What Anti-Terrorism Squad (ATS) investigators reportedly found on his devices paints an alarming picture. Officials claim they recovered extremist literature, videos glorifying terrorists, propaganda material, footage of brutal killings by global terror outfits and content designed to convince recruits that their community was under attack and needed to retaliate. Investigators suspect Faraz had even obtained a passport and was exploring routes to Afghanistan with the intention of receiving further training before eventually participating in global jihadist activities.
But Faraz is only one piece of a much larger puzzle.
The investigation has already led ATS teams to Saharanpur in Uttar Pradesh, Alwar in Rajasthan and Madhubani in Bihar. Authorities arrested Faraz’s alleged associates Naeem Abdullah Qureshi from Uttar Pradesh and Mohammad Shakir Mev from Rajasthan. The biggest breakthrough, however, came with the arrest of 65-year-old Izhar-Ul-Haq from Bihar, who investigators suspect acted as the “Amir” or ideological head of the group. Officials believe questioning him could reveal whether similar radicalisation modules are operating elsewhere in India under the guidance of overseas handlers.
Investigators allege the members of the group operated under the aliases of terrorists who have been killed and held regular online meetings. ATS sources claim Faraz used the identity of Khalid Saifullah, a Pakistani terrorist linked to multiple attacks in India. Investigators suspect he was not merely a recruit but had begun identifying and influencing others who could later be transformed into lone-wolf attackers.
Security Concerns
The case has also revived concerns about Bhopal’s repeated appearance in terror investigations over the years.
Official records show that 71 terror suspects arrested by various national agencies over the last decade are currently lodged in Bhopal Central Jail. Among them are accused linked to organisations such as SIMI (24), PFI (19), Hizb-ut-Tahrir (19), ISIS (4), Jamaat-ul-Mujahideen Bangladesh or JMB (4), and Sufa (1).
The timeline of arrests reads like a catalogue of recurring security concerns.
In March 2022, ATS raided Ahmed Nagar in Aishbagh and busted a module linked to the JMB. Later that year, alleged PFI leader Dr Anwar Siddiqui was arrested from the outskirts of the city. In May 2023, ATS cracked down on a Hizb-ut-Tahrir network and arrested eleven suspects from Bhopal and Chhindwara. In June 2025, agencies investigated a suspected terror-funding network operating from Aishbagh, while another probe targeted individuals allegedly connected to Pakistan-based social media networks. Just months later, Delhi Police’s Special Cell arrested a Bhopal resident in an ISIS-linked case.
Taken individually, each case appeared isolated. Together, they reveal a worrying pattern.
Security agencies believe the old city areas, dense neighbourhoods, social media ecosystems and online radicalisation channels are increasingly being exploited by extremist organisations searching for vulnerable recruits.

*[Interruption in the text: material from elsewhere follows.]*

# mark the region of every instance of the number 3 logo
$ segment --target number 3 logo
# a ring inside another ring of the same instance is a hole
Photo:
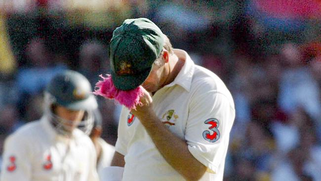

Investigators say the battlefield has changed. Recruitment no longer requires physical camps, secret meetings or border crossings. A smartphone, an encrypted messaging application and a determined handler sitting thousands of kilometres away can potentially create a radicalised individual willing to act alone.
Responding to NDTV’s question on the issue, Chief Minister Mohan Yadav asserted that strong coordination between the Centre and the states has enabled agencies to detect such conspiracies before they can be executed.
“Thanks to (Prime Minister Narendra) Modi ji, our state and the country enjoy an excellent law-and-order situation. Today, through the coordinated efforts of the Centre and the states, conspiracies are being detected and thwarted before they can materialise. Pakistan has long engaged in such activities. Their handlers attempt to mislead our youth and create divisions. Our agencies tracked them in time, seized the material and exposed the conspiracy,” the chief minister said.